En estos 23 años de democracia en Sudáfrica, se calcula que han sido alrededor de un millón doscientos mil blancos los que han abandonado el país africano. Y con ellos se han llevado su capital y, sobre todo, sus conocimientos y experiencia. De ahí que la gran mayoría de los habitantes de este sorprendente país surgido de la fusión de holandeses, británicos y alemanes -ya digo, primera potencia económica del continente negro- coincidan en su diagnóstico: Hay más libertad de expresión pero también más pobreza. A día de hoy Sudáfrica es el lugar del mundo con mayor desigualdad social. Junto a los seis carriles por sentido que tienen algunas de sus impresionantes autopistas, se extienden barriadas de chabolas infames que aquí dan en llamar eufemísticamente "asentamientos informales".
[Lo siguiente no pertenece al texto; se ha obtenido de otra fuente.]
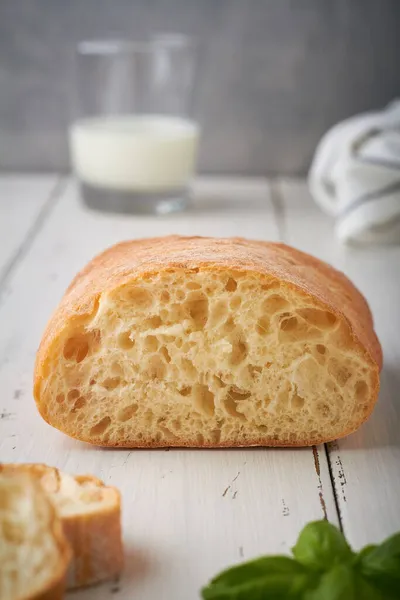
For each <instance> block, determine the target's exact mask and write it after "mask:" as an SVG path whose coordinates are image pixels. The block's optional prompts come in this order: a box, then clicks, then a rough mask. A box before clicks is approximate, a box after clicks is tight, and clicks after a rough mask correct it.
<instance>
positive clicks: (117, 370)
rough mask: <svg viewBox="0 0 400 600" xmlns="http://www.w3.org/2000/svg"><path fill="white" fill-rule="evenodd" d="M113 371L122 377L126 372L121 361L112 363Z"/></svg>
mask: <svg viewBox="0 0 400 600" xmlns="http://www.w3.org/2000/svg"><path fill="white" fill-rule="evenodd" d="M111 372H112V374H113V375H115V376H117V377H122V375H123V374H124V370H123V368H122V366H121V365H120V363H118V362H116V361H114V362H113V363H112V364H111Z"/></svg>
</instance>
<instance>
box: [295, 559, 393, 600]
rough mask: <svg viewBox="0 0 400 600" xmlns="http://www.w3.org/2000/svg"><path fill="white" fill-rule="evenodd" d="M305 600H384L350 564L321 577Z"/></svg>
mask: <svg viewBox="0 0 400 600" xmlns="http://www.w3.org/2000/svg"><path fill="white" fill-rule="evenodd" d="M303 599H304V600H383V597H382V596H381V594H380V592H379V591H377V590H375V589H374V588H373V587H372V586H370V585H369V584H368V583H367V582H365V581H364V580H363V579H362V577H361V576H360V575H359V574H358V573H356V572H355V571H354V569H353V567H352V566H351V565H350V564H347V565H345V564H340V565H336V566H335V567H333V568H332V569H331V570H330V571H328V572H327V573H325V574H323V575H322V576H321V579H320V582H319V584H318V586H317V587H316V588H314V589H313V590H312V591H309V592H306V593H305V594H304V596H303Z"/></svg>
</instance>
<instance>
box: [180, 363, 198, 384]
mask: <svg viewBox="0 0 400 600" xmlns="http://www.w3.org/2000/svg"><path fill="white" fill-rule="evenodd" d="M181 369H182V371H183V373H184V374H185V375H186V377H188V378H189V379H191V380H194V379H195V378H196V377H197V371H196V368H195V367H194V366H193V363H191V362H190V360H188V359H187V358H182V359H181Z"/></svg>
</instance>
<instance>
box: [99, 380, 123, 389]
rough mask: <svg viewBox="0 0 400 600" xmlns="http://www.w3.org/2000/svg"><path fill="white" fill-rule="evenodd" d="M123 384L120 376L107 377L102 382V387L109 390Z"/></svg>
mask: <svg viewBox="0 0 400 600" xmlns="http://www.w3.org/2000/svg"><path fill="white" fill-rule="evenodd" d="M120 384H121V378H120V377H107V378H106V379H105V380H104V381H103V382H102V383H101V385H102V387H103V388H105V389H106V390H108V391H112V390H115V389H116V388H117V387H119V385H120Z"/></svg>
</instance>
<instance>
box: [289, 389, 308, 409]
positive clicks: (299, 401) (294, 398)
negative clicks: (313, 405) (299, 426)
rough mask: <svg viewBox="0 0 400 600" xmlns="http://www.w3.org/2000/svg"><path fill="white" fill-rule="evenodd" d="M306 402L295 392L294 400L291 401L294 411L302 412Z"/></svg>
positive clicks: (293, 395) (293, 398) (301, 397)
mask: <svg viewBox="0 0 400 600" xmlns="http://www.w3.org/2000/svg"><path fill="white" fill-rule="evenodd" d="M304 402H305V400H304V398H302V397H301V396H299V394H297V392H294V394H293V396H292V400H291V406H292V409H293V410H295V411H298V410H301V409H302V408H303V406H304Z"/></svg>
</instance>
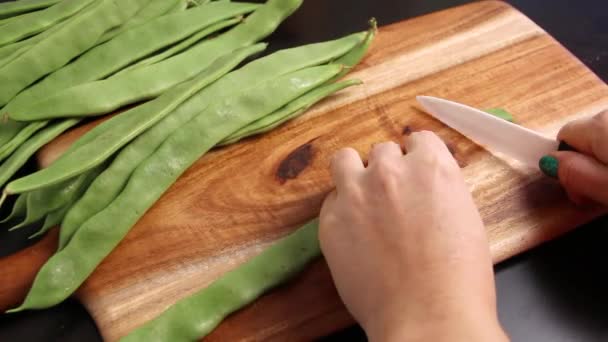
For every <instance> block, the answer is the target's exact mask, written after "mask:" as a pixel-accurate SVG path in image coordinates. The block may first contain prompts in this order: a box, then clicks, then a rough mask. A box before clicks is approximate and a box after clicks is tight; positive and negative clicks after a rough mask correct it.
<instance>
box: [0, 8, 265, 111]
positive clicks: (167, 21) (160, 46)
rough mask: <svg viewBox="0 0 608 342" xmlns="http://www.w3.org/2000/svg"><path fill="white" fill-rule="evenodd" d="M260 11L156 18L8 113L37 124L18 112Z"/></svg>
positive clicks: (69, 66) (54, 77)
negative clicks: (168, 45)
mask: <svg viewBox="0 0 608 342" xmlns="http://www.w3.org/2000/svg"><path fill="white" fill-rule="evenodd" d="M257 7H259V5H257V4H251V3H232V2H227V3H213V4H210V5H206V6H203V7H200V8H196V9H193V10H189V11H185V12H182V13H175V14H171V15H167V16H162V17H159V18H156V19H155V20H152V21H149V22H147V23H145V24H143V25H140V26H137V27H135V28H133V29H131V30H127V31H125V32H124V33H122V34H120V35H118V36H117V37H115V38H114V39H112V40H110V41H108V42H107V43H105V44H102V45H99V46H96V47H95V48H93V49H91V50H90V51H88V52H86V53H85V54H83V55H82V56H80V57H79V58H78V59H76V60H75V61H74V62H72V63H70V64H68V65H66V66H65V67H63V68H61V69H59V70H57V71H56V72H54V73H52V74H51V75H49V76H47V77H46V78H45V79H44V80H42V81H41V82H39V83H37V84H36V85H35V86H33V87H31V88H29V89H28V90H26V91H24V92H23V93H21V94H19V96H17V97H16V98H15V100H14V101H12V102H11V103H10V104H9V105H8V106H7V108H5V111H6V112H7V113H8V115H9V117H10V118H11V119H14V120H19V121H30V120H36V119H37V118H36V117H35V113H30V112H26V113H23V112H22V111H19V110H18V108H19V107H20V106H22V105H24V104H27V103H30V102H32V101H34V100H35V99H39V98H44V97H46V96H48V95H49V94H53V93H54V92H55V91H57V89H65V88H67V87H71V86H75V85H78V84H82V83H85V82H90V81H95V80H99V79H103V78H105V77H107V76H109V75H111V74H113V73H114V72H116V71H119V70H120V69H122V68H124V67H126V66H128V65H129V64H131V63H133V62H135V61H137V60H138V59H140V58H143V57H146V56H148V55H150V54H151V53H153V52H155V51H157V50H159V49H161V48H163V47H166V46H168V45H171V44H173V43H175V42H177V41H179V40H182V39H184V38H187V37H189V36H190V35H192V34H193V33H195V32H197V31H198V30H200V29H203V28H205V27H207V26H209V25H212V24H214V23H217V22H219V21H222V20H224V19H228V18H230V17H233V16H237V15H241V14H246V13H249V12H251V11H253V10H255V9H256V8H257ZM125 47H127V48H125ZM20 114H21V115H20Z"/></svg>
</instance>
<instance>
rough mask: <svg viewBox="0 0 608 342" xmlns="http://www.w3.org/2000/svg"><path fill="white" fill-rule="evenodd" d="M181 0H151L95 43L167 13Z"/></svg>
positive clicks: (106, 38) (139, 24) (104, 34)
mask: <svg viewBox="0 0 608 342" xmlns="http://www.w3.org/2000/svg"><path fill="white" fill-rule="evenodd" d="M182 1H183V0H177V1H176V0H151V1H150V3H149V4H148V5H147V6H146V7H144V8H142V9H141V10H140V11H139V12H137V13H136V14H135V15H134V16H133V18H131V19H130V20H129V21H127V22H126V23H124V24H123V25H121V26H120V27H117V28H114V29H112V30H110V31H108V32H106V33H105V34H104V35H103V36H102V37H101V39H99V41H98V42H97V44H102V43H105V42H107V41H108V40H110V39H112V38H114V37H116V36H117V35H119V34H121V33H123V32H125V31H126V30H129V29H131V28H133V27H135V26H138V25H141V24H144V23H146V22H148V21H150V20H152V19H154V18H158V17H160V16H162V15H165V14H167V13H169V12H170V11H171V10H172V9H173V8H174V7H175V6H176V5H177V4H178V3H179V2H182Z"/></svg>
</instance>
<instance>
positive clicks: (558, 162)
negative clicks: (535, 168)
mask: <svg viewBox="0 0 608 342" xmlns="http://www.w3.org/2000/svg"><path fill="white" fill-rule="evenodd" d="M538 166H540V169H541V171H542V172H543V173H544V174H545V175H547V176H549V177H551V178H557V169H558V168H559V160H557V158H555V157H553V156H544V157H542V158H540V162H539V163H538Z"/></svg>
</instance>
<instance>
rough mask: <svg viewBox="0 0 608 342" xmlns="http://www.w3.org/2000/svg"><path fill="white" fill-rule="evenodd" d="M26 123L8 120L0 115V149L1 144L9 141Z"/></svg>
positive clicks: (13, 137) (2, 143) (26, 123)
mask: <svg viewBox="0 0 608 342" xmlns="http://www.w3.org/2000/svg"><path fill="white" fill-rule="evenodd" d="M27 125H28V123H25V122H17V121H14V120H9V119H8V118H2V117H0V150H2V146H4V145H5V144H6V143H8V142H9V141H11V139H13V138H14V137H15V136H16V135H17V134H19V132H20V131H21V130H22V129H23V128H24V127H25V126H27Z"/></svg>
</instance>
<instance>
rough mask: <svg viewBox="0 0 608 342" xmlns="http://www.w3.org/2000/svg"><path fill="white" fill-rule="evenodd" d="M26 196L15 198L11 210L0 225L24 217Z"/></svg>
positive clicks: (26, 196) (4, 218)
mask: <svg viewBox="0 0 608 342" xmlns="http://www.w3.org/2000/svg"><path fill="white" fill-rule="evenodd" d="M26 202H27V194H21V195H19V197H17V200H16V201H15V204H14V205H13V210H11V213H10V214H8V216H7V217H5V218H4V219H3V220H2V221H0V223H5V222H9V221H11V220H13V219H16V218H18V217H24V216H25V214H26V212H27V205H26V204H27V203H26Z"/></svg>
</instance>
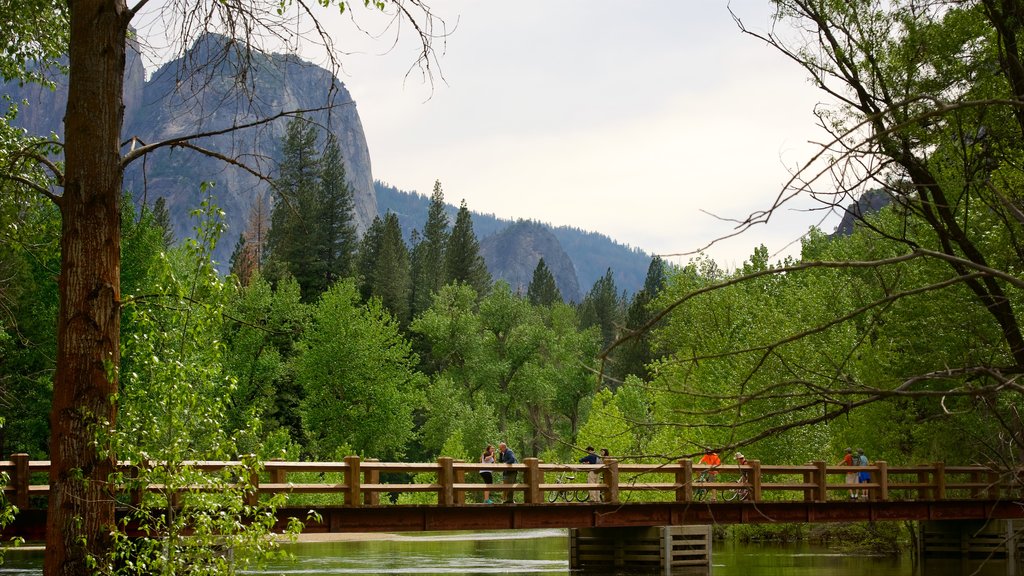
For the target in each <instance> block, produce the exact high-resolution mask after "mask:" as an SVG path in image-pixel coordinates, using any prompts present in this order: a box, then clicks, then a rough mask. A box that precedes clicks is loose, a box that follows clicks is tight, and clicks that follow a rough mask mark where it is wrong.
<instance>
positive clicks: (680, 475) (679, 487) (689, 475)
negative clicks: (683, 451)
mask: <svg viewBox="0 0 1024 576" xmlns="http://www.w3.org/2000/svg"><path fill="white" fill-rule="evenodd" d="M679 465H680V467H679V468H678V469H677V470H676V486H677V488H676V501H677V502H689V501H691V500H693V462H691V461H689V459H684V460H680V461H679Z"/></svg>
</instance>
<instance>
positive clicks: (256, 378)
mask: <svg viewBox="0 0 1024 576" xmlns="http://www.w3.org/2000/svg"><path fill="white" fill-rule="evenodd" d="M309 315H310V310H309V304H304V303H302V301H301V293H300V288H299V284H298V282H296V281H295V279H294V278H291V277H290V276H286V277H285V278H283V279H282V280H281V281H280V282H279V283H278V285H276V287H275V288H274V287H271V286H270V284H269V282H267V281H266V280H264V279H263V278H262V277H261V276H259V275H257V276H255V277H253V278H252V280H251V281H250V283H249V285H248V286H245V287H240V288H239V289H238V292H237V293H234V294H233V295H232V297H231V298H230V300H229V302H228V304H227V312H226V317H227V319H228V322H226V323H225V325H224V336H223V337H224V342H225V345H226V346H227V354H226V357H225V360H224V366H225V369H226V370H227V372H228V373H229V374H231V376H232V377H233V378H234V380H236V381H237V382H238V384H237V386H236V388H234V393H233V395H232V397H231V403H230V405H229V406H228V407H227V411H226V413H225V417H226V420H227V422H228V425H229V426H230V427H231V428H232V429H234V428H239V427H242V426H243V424H244V423H245V422H247V421H250V420H251V419H252V418H259V419H260V420H261V421H262V425H263V428H264V429H265V430H266V431H267V433H276V431H279V430H280V431H281V433H283V434H284V435H285V436H286V437H287V438H290V439H291V440H292V441H293V442H299V441H301V440H302V439H303V430H302V417H301V414H300V410H299V407H300V404H301V402H302V397H303V392H302V389H301V386H300V385H299V384H298V383H297V382H296V381H295V374H294V367H293V365H292V361H293V359H294V357H295V354H296V351H295V344H296V341H297V340H298V339H299V338H301V336H302V334H303V332H304V330H305V328H306V326H307V325H308V323H309ZM246 452H254V453H259V454H261V455H263V456H264V457H271V456H273V455H274V453H273V452H272V451H270V452H264V451H263V450H262V449H258V450H255V449H253V448H250V449H248V450H246Z"/></svg>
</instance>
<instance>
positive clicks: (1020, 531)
mask: <svg viewBox="0 0 1024 576" xmlns="http://www.w3.org/2000/svg"><path fill="white" fill-rule="evenodd" d="M921 558H922V560H924V561H925V562H926V563H927V562H929V561H936V560H940V559H958V560H959V561H962V562H964V563H966V564H969V563H971V562H972V561H987V562H992V561H1005V562H1006V564H1007V574H1008V576H1016V575H1024V522H1022V521H1019V520H1017V521H1014V520H993V521H987V522H986V521H980V520H961V521H927V522H922V523H921Z"/></svg>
Si África es en sí mismo un continente disparatado, Sudáfrica es el disparate más surrealista que uno se pueda imaginar. Un lugar con unas infraestructuras propias del más desarrollado de los países europeos con una gestión propia de la República Centroafricana o de cualquier otro estado fallido. La industria del miedo se ha ido convirtiendo en la más próspera del país. No hay casa sin alarma, ni valla sin concertina, ni calle sin seguridad privada. Y no se puede salir de noche. Los robos son una constante. La vida se hace en recintos cerrados. De la urbanización a la escuela, de la escuela al trabajo, del trabajo al centro comercial, del centro comercial a la urbanización.Y así, continuamente, sin pisar la calle. Todo a puerta cerrada. Detrás de una puerta blindada, a la sombra de una valla con alambrada.
Desde que murió Madiba, el país está entrando en una peligrosa época de desconfianzas. El apartheid ya no separa blancos y negros, ahora es la realidad la que los mantiene en lados opuestos. Ricos por un lado y pobres, por otro. El color de la piel coincide con el del dinero.